While the above considerations merely raise questions of pace of advance in what has been a US boom of unexpected proportions, there are indications that nuclear power development in the USSR may be in a period of stagnation. Indeed, the Soviet fission-based nuclear power program may come to a complete halt, if one takes at face value a reported statement by V. Kirillin, Deputy Prime Minister of the USSR and chairman of State Committee on Science and Technology. According to this, no more nuclear power stations are to be built in the Soviet Union because they are not economically competitive with conventional-fueled power stations. If this turns out to be the case, one may expect serious repercussions throughout Eastern Europe, especially the COMECON group of Soviet Bloc countries whose future nuclear energy plants depend heavily on Soviet technology and aid. For example, the recently announced plans for constructing with Soviet technical aid and Soviet reactors, two 400-mw nuclear power stations, one in Hungary and the other in Bulgaria, may never materialize.
If Dr. Krillin's statement reflects a new Soviet nuclear power policy, as his position on the State Committee suggests, the gap between the USSR and the non-Communist world in nuclear power development will grow larger. At present, world nuclear capacity exceeds 10,000 mw, of which nearly 60 percent is in Western Europe, over 25 percent in the United States, and not quite 15 percent in the USSR and East Germany. If no new power stations are to be started in the USSR and the COMECON countries, world nuclear capacity may reach 28,000 mw by the end of 1970. The US share may grow to 35 percent, Western Europe's share may decline to less than 50 percent, and the COMECON share would then shrink to less than 10 percent. Should this take place, it will reflect the great differences between the approaches of the centrally planned and more market-oriented economies in evaluating the economic impact of fission-based nuclear power.
For some time there have been indications that the Soviets were engaged in a re-evaluation of the economic prospects of nuclear power. A study undertaken in the early sixties concluded that there was not much hope for the slow thermal reactors to become economically competitive with conventional fuels and hydropower. Only breeder reactors with a capacity of 500 mw and over that favored, and it was suggested that controlled thermonuclear fusion would probably be the eventual answer for future USSR energy problems once the relevant technological problems had been overcome.
Today's apparent shift in policy is consistent with several recent developments in planning for future energy supplies in the Soviet Bloc countries. Significant elements in these plans include the following:
- Nuclear power plants of 400-mw capacity planned for construction in the European parts of the USSR (one near Leningrad) have been abandoned.

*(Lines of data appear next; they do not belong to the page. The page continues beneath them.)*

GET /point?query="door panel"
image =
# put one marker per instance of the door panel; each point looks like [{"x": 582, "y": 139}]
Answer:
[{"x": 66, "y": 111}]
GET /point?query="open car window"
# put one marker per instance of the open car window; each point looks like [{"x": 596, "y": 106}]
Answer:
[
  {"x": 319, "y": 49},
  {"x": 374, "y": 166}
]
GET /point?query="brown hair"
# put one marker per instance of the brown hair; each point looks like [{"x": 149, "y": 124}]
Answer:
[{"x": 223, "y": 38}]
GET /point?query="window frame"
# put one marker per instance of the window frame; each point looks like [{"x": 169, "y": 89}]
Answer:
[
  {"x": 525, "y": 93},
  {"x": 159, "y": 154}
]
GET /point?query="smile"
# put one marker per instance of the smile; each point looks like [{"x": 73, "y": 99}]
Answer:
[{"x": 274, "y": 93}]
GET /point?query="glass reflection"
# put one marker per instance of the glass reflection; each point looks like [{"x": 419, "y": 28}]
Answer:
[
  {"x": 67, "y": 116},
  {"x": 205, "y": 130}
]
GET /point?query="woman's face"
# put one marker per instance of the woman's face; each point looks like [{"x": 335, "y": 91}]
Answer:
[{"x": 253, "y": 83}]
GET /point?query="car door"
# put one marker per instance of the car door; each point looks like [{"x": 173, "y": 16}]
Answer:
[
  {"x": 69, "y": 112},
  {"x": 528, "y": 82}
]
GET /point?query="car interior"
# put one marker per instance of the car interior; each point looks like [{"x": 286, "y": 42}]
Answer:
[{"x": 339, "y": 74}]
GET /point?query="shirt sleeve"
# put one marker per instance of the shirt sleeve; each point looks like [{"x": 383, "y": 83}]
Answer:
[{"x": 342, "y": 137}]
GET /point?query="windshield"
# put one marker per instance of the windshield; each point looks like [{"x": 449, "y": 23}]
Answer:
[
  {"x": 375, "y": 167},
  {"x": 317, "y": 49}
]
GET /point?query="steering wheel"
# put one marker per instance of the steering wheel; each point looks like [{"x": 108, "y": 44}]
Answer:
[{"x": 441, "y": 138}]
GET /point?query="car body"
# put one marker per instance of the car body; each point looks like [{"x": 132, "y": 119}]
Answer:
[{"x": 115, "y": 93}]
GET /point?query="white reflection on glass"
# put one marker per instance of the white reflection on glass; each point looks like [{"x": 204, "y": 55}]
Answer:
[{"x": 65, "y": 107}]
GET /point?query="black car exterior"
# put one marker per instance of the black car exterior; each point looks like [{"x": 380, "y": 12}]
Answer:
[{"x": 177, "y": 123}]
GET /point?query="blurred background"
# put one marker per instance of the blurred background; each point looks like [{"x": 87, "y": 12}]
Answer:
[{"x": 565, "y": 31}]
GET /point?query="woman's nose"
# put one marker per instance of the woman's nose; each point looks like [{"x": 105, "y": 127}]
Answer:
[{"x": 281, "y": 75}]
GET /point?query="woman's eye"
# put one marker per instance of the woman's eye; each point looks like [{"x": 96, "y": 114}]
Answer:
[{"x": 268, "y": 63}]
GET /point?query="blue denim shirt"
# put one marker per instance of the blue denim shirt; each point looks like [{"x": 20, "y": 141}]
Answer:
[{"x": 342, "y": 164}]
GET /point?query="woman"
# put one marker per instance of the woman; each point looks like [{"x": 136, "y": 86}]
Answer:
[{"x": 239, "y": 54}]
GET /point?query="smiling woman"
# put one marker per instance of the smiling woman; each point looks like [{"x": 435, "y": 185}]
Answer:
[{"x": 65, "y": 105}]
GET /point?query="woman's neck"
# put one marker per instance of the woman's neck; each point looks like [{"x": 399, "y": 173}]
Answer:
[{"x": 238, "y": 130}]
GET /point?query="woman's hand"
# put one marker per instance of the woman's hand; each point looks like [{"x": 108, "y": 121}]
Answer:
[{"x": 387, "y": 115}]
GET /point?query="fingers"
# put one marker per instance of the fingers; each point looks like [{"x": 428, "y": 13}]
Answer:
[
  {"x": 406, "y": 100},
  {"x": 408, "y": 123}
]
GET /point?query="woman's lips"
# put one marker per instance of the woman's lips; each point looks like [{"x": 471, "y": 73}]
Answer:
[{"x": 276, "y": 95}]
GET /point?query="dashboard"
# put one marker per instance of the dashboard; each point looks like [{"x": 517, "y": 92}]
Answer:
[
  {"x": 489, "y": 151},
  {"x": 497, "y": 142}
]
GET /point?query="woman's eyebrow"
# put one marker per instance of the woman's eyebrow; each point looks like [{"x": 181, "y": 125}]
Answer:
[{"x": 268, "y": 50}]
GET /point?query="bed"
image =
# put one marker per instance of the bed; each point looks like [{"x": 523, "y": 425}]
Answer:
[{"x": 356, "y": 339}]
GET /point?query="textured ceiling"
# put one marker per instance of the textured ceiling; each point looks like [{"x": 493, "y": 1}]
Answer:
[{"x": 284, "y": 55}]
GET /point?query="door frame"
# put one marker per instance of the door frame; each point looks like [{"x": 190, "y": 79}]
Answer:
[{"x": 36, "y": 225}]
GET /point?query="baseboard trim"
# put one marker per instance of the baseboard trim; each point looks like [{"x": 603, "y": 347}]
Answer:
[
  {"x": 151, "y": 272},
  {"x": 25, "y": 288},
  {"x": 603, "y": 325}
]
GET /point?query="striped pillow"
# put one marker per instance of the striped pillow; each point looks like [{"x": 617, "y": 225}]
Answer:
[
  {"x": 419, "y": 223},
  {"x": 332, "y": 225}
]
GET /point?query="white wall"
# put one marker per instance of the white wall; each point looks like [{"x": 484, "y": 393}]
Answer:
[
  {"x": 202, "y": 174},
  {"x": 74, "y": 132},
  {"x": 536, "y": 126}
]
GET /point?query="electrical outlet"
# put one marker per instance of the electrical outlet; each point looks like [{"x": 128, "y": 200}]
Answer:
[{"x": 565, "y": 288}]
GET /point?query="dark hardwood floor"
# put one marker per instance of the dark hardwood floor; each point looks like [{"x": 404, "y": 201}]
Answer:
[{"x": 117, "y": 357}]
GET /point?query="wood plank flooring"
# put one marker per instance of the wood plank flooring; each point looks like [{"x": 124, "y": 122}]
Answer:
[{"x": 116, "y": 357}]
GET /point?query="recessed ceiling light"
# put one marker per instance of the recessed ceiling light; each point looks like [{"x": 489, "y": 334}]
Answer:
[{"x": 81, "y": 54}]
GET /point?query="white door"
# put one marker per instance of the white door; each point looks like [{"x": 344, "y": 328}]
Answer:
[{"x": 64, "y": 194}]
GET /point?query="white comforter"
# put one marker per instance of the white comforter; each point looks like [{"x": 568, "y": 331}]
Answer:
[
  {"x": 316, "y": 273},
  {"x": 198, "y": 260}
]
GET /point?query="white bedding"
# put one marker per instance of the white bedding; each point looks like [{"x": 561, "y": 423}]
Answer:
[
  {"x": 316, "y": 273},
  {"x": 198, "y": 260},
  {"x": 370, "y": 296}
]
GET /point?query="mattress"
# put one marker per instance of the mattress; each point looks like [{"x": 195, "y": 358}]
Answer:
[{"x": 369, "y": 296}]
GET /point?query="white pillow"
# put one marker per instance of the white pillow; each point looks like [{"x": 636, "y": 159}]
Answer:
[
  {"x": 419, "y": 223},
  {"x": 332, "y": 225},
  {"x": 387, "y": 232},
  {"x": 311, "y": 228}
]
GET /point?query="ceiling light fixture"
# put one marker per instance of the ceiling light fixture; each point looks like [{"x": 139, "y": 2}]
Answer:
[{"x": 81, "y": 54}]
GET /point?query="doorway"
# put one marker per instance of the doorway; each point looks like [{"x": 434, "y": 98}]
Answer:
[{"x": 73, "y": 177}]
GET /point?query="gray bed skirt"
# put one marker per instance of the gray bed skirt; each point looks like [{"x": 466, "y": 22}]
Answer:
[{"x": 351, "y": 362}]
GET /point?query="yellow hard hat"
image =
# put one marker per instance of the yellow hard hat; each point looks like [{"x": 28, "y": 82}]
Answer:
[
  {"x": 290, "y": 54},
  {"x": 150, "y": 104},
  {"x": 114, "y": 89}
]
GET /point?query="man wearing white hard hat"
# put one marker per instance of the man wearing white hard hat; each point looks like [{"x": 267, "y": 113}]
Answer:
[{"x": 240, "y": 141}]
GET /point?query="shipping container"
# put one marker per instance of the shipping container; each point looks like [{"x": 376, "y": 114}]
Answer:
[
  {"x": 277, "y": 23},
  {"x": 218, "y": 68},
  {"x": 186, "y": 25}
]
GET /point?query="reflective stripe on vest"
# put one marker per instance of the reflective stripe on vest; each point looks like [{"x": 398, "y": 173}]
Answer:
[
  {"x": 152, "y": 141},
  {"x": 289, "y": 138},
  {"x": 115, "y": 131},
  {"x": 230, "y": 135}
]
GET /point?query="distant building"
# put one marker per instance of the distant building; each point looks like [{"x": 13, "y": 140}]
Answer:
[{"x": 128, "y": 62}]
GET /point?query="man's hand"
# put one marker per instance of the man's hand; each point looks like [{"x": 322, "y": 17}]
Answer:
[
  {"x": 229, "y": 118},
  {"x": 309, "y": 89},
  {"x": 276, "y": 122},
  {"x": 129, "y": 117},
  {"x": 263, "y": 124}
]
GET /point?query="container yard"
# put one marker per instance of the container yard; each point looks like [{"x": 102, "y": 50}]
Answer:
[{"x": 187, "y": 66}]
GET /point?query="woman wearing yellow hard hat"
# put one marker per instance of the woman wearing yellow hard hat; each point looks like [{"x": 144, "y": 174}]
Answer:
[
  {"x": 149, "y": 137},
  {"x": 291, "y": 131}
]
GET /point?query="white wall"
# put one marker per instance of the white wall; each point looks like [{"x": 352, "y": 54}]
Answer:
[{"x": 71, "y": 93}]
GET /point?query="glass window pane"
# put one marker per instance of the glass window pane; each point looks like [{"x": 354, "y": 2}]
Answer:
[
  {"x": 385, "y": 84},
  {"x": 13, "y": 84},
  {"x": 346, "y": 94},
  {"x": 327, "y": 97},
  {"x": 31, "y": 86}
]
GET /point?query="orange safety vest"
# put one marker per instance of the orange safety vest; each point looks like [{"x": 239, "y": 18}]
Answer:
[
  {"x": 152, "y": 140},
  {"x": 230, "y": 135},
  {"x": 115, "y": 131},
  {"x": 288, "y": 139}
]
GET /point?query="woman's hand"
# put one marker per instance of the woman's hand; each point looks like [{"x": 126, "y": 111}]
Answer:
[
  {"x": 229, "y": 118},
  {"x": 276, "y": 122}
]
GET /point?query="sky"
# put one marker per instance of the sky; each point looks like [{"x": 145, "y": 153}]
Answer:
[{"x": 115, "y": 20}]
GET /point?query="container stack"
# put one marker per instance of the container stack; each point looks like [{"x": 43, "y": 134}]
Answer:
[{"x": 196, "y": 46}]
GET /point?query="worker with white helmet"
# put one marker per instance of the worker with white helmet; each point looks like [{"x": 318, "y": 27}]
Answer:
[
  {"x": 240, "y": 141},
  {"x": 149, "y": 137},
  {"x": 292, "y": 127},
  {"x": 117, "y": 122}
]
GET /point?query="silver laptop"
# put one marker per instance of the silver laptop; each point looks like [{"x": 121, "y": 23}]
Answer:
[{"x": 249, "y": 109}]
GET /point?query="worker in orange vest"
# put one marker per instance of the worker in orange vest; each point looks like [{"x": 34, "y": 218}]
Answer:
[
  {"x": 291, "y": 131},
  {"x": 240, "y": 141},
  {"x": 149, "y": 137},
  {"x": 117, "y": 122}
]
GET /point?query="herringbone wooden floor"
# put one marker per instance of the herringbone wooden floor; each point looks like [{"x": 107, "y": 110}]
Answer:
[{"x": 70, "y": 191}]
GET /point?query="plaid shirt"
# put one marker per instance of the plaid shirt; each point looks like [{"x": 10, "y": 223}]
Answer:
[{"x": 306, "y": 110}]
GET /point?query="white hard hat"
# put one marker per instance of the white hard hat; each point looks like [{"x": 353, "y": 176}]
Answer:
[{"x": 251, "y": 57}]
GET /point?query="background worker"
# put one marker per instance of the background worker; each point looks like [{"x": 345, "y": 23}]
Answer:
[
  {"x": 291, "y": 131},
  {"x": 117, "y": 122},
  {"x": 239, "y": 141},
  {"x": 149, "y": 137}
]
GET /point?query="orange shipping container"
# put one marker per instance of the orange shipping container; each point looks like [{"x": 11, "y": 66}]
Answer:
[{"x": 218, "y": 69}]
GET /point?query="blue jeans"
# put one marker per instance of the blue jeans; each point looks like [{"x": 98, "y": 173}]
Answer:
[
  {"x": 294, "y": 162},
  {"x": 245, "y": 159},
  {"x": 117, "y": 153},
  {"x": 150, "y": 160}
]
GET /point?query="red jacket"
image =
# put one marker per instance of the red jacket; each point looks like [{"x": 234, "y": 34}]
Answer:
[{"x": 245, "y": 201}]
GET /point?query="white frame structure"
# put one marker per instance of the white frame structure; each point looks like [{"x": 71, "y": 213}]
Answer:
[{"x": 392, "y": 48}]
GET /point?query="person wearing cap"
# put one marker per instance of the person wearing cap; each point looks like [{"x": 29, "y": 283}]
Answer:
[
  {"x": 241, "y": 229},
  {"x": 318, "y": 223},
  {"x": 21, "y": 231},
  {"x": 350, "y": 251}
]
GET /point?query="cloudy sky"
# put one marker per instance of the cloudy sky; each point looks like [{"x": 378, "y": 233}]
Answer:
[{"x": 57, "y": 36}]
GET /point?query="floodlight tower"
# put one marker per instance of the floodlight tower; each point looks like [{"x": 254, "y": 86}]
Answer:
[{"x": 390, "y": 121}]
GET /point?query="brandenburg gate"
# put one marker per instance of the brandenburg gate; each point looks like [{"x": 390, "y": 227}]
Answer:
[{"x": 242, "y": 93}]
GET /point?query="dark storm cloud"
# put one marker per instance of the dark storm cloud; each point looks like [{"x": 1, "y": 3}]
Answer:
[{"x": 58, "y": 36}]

- Instead, the electricity for these regions is to be provided by large hydroelectric and thermal power plants located in Siberia. The thermal plants are to be fueled by nearby low-grade coal, fuel oil, or natural gas. Up to now, thermal stations in the USSR have had a maximum capacity of 2,000-3,000 mw, but it was reported in 1967 that it will be possible to increase their capacity to 4,000 mw.
- High voltage transmission lines (750 kv) are being built to connect the Siberian power plants with the power grid in the European part of the USSR and, in effect, with the power network for the COMECON countries.
- Oil and natural gas are being transported on an increasing scale to the energy-deficient industrial areas in the European part of the Soviet Union. Two pipelines, one 48 inches and the other 56 inches in diameter, are being constructed to bring natural gas from northwest Siberia across the Ural Mountains to Leningrad and Minsk, a distance of more than 1,500 miles.
- Plans are being made to supplement the existing Druzhba (Friendship) pipeline for crude oil with a similar pipeline network for natural gas deliveries to the COMECON countries.